România Internațional, 05.04.2016, 13:42
The controversial deal between the European Union and Turkey with respect to returning the illegal migrants arriving in Europe has started being implemented. As early as Monday morning, three Turkish vessels took over from the islands of Lesbos and Chios 202 illegal immigrants who had arrived in Greece after March 20 and had not sought asylum. Apart from several Syrians, most of those migrants come from Pakistan, Iran and Afghanistan.
Well planned and widely covered by the media, the operation was supervised by the Greek police and experts with the European agency for external border management, Frontex. Once in Turkey, the Syrians were taken to a refugee camp in Osmaniye, in the south, while the others were brought to Kirklareli, near the Bulgarian border in the north of Turkey, from where they will be gradually sent to their home countries. Meanwhile, under the agreement between the EU and Turkey, 43 Syrian refugees who were in Turkey have reached Germany and Finland.
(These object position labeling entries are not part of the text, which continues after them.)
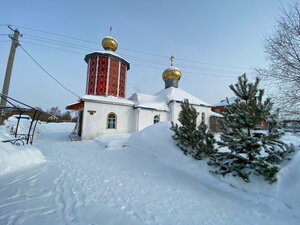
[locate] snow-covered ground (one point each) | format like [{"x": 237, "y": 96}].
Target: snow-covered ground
[{"x": 138, "y": 179}]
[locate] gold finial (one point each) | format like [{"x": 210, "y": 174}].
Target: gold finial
[
  {"x": 171, "y": 58},
  {"x": 109, "y": 43}
]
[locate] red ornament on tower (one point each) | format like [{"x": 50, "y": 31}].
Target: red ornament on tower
[{"x": 106, "y": 73}]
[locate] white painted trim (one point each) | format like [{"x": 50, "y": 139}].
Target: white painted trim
[
  {"x": 107, "y": 78},
  {"x": 87, "y": 77},
  {"x": 96, "y": 76},
  {"x": 125, "y": 81},
  {"x": 119, "y": 79}
]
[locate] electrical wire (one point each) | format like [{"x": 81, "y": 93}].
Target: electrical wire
[
  {"x": 137, "y": 58},
  {"x": 134, "y": 59},
  {"x": 132, "y": 50},
  {"x": 48, "y": 72}
]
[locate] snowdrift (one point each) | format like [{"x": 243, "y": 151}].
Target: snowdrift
[
  {"x": 16, "y": 157},
  {"x": 156, "y": 142}
]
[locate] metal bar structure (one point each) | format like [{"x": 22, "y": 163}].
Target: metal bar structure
[
  {"x": 37, "y": 112},
  {"x": 28, "y": 136},
  {"x": 36, "y": 121},
  {"x": 18, "y": 124}
]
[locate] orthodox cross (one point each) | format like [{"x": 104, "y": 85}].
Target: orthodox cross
[{"x": 171, "y": 58}]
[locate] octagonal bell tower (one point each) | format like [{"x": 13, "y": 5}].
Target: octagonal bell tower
[{"x": 106, "y": 72}]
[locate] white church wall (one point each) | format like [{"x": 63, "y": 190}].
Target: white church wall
[
  {"x": 146, "y": 117},
  {"x": 95, "y": 119}
]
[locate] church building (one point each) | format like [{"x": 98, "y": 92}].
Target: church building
[{"x": 104, "y": 110}]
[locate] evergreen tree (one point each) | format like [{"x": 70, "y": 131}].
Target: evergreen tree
[
  {"x": 196, "y": 141},
  {"x": 252, "y": 150},
  {"x": 185, "y": 135},
  {"x": 205, "y": 145}
]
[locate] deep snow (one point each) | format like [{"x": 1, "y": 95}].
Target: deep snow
[{"x": 138, "y": 179}]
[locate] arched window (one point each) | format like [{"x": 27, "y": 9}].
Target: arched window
[
  {"x": 156, "y": 119},
  {"x": 203, "y": 117},
  {"x": 111, "y": 121}
]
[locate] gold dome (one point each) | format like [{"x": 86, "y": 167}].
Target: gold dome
[
  {"x": 109, "y": 43},
  {"x": 172, "y": 72}
]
This is the first operation under the accord signed by Brussels and Ankara on March 18. Concluded after intensive negotiations, the agreement aims to reduce the large number of people that cross the Aegean from Turkey to Greece, seeking to obtain asylum in the European Union. Over one million people, including many Syrians fleeing the war that is tearing their country apart, managed to get to Greece in 2015.
The recent EU-Turkey agreement provides for the return to Turkey of all the illegal immigrants who reached Greece after March 20. That does not involve the Syrians, who are subject to a separate section of the agreement, under which for each Syrian sent back to Turkey, another one is admitted into the EU, up to a 72,000 ceiling. Human rights organisations have sharply criticized the agreement. Amnesty International has voiced concern about the fate of the thousands of people who are in Greece waiting for a decision on their asylum applications. The German NGO Pro Asyl has denounced what they see as an illegal, inhuman act, while the NGO Oxfam says the treatment of those refugees comes against the spirit of international law and the moral authority that Europe once had.
Meanwhile, some 50,000 refugees and migrants who arrived in Greece prior to March 20 are still stuck in that country after the Balkan route was closed down. All of them have been identified and registered, and the next step is either for them to be expelled, if they are found to be economic migrants, or to be relocated in an EU member country. A rough 63,000 people will be distributed among EU member states, Romania included, within the next two years. So far only 581 refugees have been relocated. Fifteen of a total of 6,000 people Romania has undertaken to receive have reached this country.